Wednesday, April 4, 2012

List one or 2 adjectives to describe the tone of "The Lady or the Tiger" and explain your choice.

With an ironic tone, Frank R. Stockton narrates his "The Lady or the Tiger?"  This tone is used by Stockton to describe his unpleasant "semibarbaric king," thus forcing readers to realize how bad the king really is.  For instance, Stockton writes,



Among his borrowed notion was that of the public arena, in which, by exhibitions of manly and beastly valor, the minds of his subjects were refined and cultured.



But, the reader learns the the "refining" of the minds of the subjects comes from the death of the accused by a fierce tiger, or as the narrator states, "by the decrees of an impartial and incorruptible chance."
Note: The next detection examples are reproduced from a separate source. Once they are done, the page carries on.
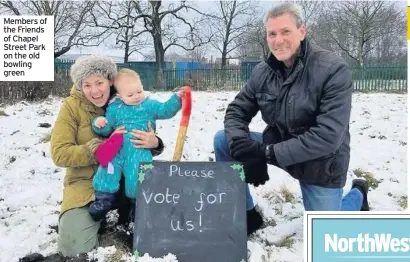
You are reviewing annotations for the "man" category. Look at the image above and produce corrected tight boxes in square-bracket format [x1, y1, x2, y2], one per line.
[214, 3, 369, 234]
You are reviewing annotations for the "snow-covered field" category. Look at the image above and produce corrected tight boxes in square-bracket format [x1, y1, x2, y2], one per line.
[0, 92, 407, 262]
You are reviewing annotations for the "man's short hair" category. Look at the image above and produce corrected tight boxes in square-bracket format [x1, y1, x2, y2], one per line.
[263, 2, 303, 28]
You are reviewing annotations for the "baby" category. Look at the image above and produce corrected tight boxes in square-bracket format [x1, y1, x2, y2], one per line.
[88, 69, 182, 221]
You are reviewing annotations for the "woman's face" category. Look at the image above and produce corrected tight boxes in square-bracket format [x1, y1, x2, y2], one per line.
[81, 75, 112, 107]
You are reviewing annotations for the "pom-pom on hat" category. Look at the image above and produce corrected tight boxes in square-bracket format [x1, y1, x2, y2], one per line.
[70, 55, 117, 90]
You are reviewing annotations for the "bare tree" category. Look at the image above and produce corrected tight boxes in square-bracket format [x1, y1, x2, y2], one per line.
[237, 19, 270, 60]
[212, 0, 259, 68]
[0, 1, 106, 57]
[317, 1, 404, 66]
[91, 1, 148, 63]
[133, 0, 211, 88]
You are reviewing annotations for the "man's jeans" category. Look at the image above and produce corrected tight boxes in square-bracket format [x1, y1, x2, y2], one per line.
[214, 130, 363, 211]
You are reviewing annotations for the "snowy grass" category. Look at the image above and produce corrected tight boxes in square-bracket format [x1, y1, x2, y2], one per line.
[0, 92, 407, 262]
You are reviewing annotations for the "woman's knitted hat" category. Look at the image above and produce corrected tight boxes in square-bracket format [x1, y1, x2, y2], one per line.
[70, 55, 117, 90]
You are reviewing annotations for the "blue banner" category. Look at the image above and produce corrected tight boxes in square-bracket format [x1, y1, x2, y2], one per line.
[305, 212, 410, 262]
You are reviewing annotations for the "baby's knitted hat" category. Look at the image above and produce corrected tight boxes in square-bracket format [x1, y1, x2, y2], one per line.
[70, 55, 117, 90]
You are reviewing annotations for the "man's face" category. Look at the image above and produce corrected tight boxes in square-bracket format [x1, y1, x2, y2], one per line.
[265, 14, 306, 67]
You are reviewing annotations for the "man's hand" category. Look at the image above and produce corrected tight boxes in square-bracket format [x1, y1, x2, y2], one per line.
[243, 160, 269, 187]
[95, 116, 107, 128]
[229, 137, 266, 162]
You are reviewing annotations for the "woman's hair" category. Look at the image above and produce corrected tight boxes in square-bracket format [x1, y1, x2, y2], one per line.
[70, 55, 117, 90]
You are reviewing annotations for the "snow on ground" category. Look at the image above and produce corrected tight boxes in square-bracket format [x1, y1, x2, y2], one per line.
[0, 92, 407, 262]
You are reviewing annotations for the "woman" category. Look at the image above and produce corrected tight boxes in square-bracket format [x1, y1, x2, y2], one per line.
[51, 56, 163, 257]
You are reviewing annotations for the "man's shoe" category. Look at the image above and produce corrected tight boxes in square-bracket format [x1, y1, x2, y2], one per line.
[246, 208, 263, 236]
[352, 179, 370, 211]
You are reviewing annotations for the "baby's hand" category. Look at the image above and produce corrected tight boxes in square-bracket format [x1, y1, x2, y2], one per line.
[95, 116, 107, 128]
[176, 88, 184, 97]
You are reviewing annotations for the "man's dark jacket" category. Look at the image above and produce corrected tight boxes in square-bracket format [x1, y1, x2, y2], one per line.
[224, 39, 353, 188]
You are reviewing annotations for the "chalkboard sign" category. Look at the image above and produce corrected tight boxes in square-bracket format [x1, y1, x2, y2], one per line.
[133, 161, 247, 262]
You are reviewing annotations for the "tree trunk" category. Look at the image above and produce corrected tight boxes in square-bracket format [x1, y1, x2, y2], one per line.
[154, 34, 166, 90]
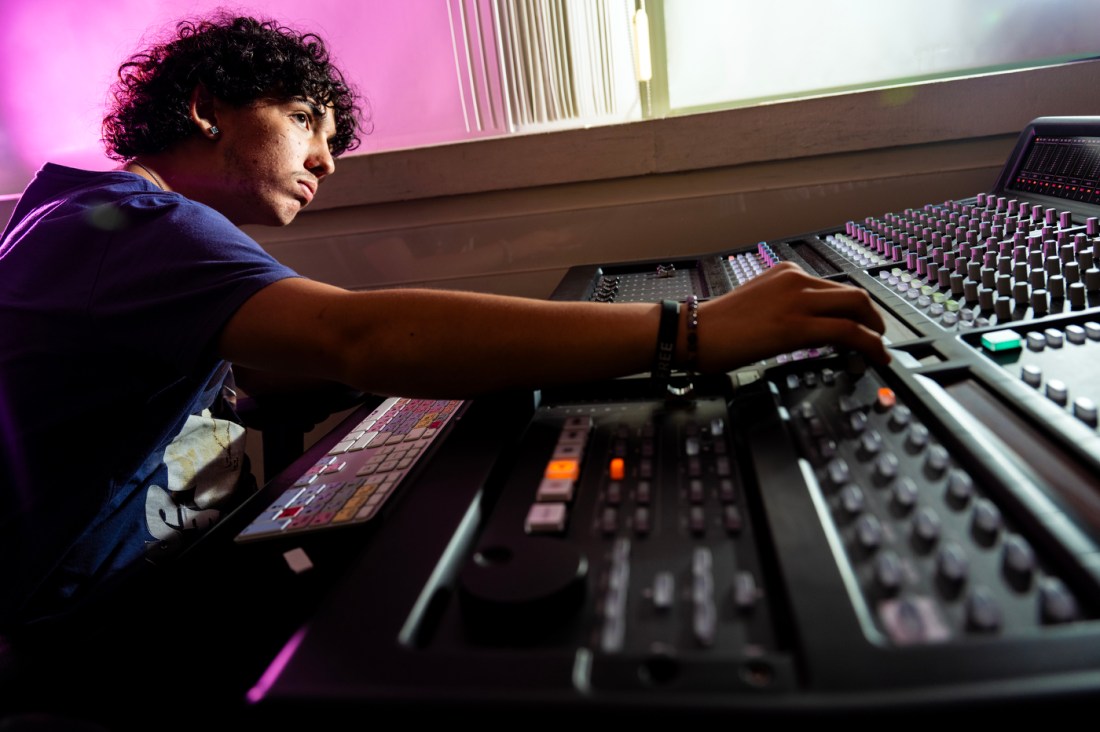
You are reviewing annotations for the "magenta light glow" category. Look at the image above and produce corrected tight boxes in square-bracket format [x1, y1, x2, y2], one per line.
[0, 0, 492, 195]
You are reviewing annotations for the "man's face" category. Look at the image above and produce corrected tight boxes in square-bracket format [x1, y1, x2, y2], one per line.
[206, 99, 336, 226]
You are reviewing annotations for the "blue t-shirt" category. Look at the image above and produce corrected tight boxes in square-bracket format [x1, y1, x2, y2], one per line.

These two adjectives seem key ones for Stockton's use of irony since the lover of the king's daughter is placed before the two doors in the arena where he is given the opportunity to choose a door.  After he selects a door, the judgment upon the young man will be "impartial" as it is only by a guess that the man chooses which door will prevent his death by the tiger and effect his marriage to a beautiful maiden instead.  Of course, the results are not impartial as, if the prisoner lives, he is forced to marry someone he does not know.  The "chance" that is involved in this choice is described as "incorruptible" because no one is supposed to know what is behind the doors. However, when the lover is in the arena as a prisoner, he looks at the princess and "the moment he looked upon her, he saw she had succeeded [in "discovering this mystery"].


Clearly, the king's system is anything but "poetic justice" as Stockton ironically states.